2.    Teori Filsafat tentang Manusia (Antropologi dan Transendental)
Menyebutkan adanya dialektika antara pribadi / personal jasmani dan pribadi rohani. Personal rohani disebut pula sebagai JIV atau jiwa, yang berarti “lembaga kehidupan” atau “daya hidup”. Jiwa ini merupakan prinsip keselesaian dan kesempurnaan, dan sifatnya baik, sempurna serta abadi, tidak ada yang perlu diperbaiki lagi. Oleh karena itu, jiwa mendorong manusia kepada perbuatan-perbuatan yang baik dan susila. Mengarahkan manusia pada usaha transedensi diri dan konstruksi diri.
Jasmani menusia itu merupakan prinsip ketidakselesaian atau perubahan dan sifatnya tidak sempurna. Prinsip ketidakselesain mengarahkan manusia pada destruksi, kerusakan, kemusnahan,  dan kejahatan.
Kecenderungan mengarahkan pada kebinasaan dan kejahatan ini disebut sebagai kecenderungan menggelinding ke bawah, yang berlangsung dengan mudah atau otomatis. Sedangkan aktivitas manusia menuju pada konstruksi diri dan transendensi diri, melakukan perbuatan-perbuatan mulia dan luhur, benar-benar merupakan usaha yang pelik dan berat dan setiap saat harus diperjuangkan secara gigih, agar orang tidak terseret kebawah melakukan kejahatan.  

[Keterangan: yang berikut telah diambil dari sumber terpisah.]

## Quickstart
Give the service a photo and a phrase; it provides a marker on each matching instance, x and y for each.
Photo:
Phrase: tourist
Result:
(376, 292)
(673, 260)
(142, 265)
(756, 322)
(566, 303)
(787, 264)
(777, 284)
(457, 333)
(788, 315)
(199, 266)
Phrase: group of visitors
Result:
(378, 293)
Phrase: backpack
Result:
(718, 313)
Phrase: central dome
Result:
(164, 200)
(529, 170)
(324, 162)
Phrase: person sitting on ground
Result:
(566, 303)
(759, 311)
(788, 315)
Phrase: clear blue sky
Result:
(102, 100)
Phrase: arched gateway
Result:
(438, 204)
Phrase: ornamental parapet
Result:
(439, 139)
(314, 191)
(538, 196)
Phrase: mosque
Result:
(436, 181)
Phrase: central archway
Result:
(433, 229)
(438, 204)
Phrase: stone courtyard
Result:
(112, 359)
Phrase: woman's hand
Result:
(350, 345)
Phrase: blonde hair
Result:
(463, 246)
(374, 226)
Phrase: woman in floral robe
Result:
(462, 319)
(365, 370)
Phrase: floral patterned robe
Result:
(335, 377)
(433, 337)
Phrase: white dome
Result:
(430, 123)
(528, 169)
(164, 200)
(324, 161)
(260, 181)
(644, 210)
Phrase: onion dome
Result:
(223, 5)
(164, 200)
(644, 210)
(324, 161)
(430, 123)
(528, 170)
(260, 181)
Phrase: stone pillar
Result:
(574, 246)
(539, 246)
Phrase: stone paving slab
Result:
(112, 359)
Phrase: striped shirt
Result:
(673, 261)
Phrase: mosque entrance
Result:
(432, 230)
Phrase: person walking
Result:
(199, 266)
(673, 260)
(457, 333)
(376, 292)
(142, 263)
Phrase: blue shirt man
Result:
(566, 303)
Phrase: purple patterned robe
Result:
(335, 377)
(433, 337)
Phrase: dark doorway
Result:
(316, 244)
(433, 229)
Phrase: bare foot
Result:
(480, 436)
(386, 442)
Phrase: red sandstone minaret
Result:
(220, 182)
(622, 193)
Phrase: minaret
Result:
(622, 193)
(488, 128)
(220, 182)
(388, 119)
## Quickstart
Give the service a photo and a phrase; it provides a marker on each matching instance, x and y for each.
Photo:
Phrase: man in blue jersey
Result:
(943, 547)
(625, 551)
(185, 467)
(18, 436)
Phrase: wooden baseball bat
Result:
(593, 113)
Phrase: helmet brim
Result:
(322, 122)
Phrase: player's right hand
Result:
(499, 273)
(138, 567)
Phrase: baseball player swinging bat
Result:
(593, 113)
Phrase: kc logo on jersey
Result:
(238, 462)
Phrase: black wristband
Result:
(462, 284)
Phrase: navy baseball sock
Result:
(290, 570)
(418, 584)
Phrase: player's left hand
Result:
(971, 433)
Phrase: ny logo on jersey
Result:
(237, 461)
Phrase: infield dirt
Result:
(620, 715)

3.    Teori Kemauan Bebas (Free Will)
Menyatakan bahwa manusia itu bisa bebas menurut kemauannya. Dengan kemauan bebas dia berhak menentukan pilihan dan sikapnya. Untuk menjamin agar setiap perbuatan berdasarkan kemauan bebas itu cocok dengan keinginan masyarakat maka manusia harus diatur dan ditekan yaitu dengan: hukum, norma-norma sosial dan pendidikan. Hukum dan hukuman biasanya disertai ancaman-ancaman pidana yang menakutkan, agar manusia merasa ngeri dan takut berbuat kejahatan dan tidak menyimpang dari pola kehidupan normal.
Teori kemauan bebas ini tidak menyebutkan roh-roh jahat sebagai sebab musabab kejahatan. Akan tetapi, sebab kejahatan adalah kemauan manusia itu sendiri. Jika dia dengan sadar benar berkeinginan melakukan perbuatan durjana, maka tidak ada seorang pun, tidak satu deawapun, bahkan tidak juga Tuhan dan sebuah kitab suci pun bisa melarang perbuatan kriminalnya. Orang-orang jahat yang selalu melakukan tindak durjana, bikin onar, dan kesengsaraan pada orang lain itu perlu ditindak, dihukum dan dididik kembali oleh masyarakat.
4.    Teori Penyakit Jiwa
Menyebutkan adanya kelainan-kelainan yang bersifat psikis, sehingga individu yang berkelainan individu sering melakukan kejahatan-kejahatan. Penyakit jiwa tersebut berupa psikopat dan defek moral.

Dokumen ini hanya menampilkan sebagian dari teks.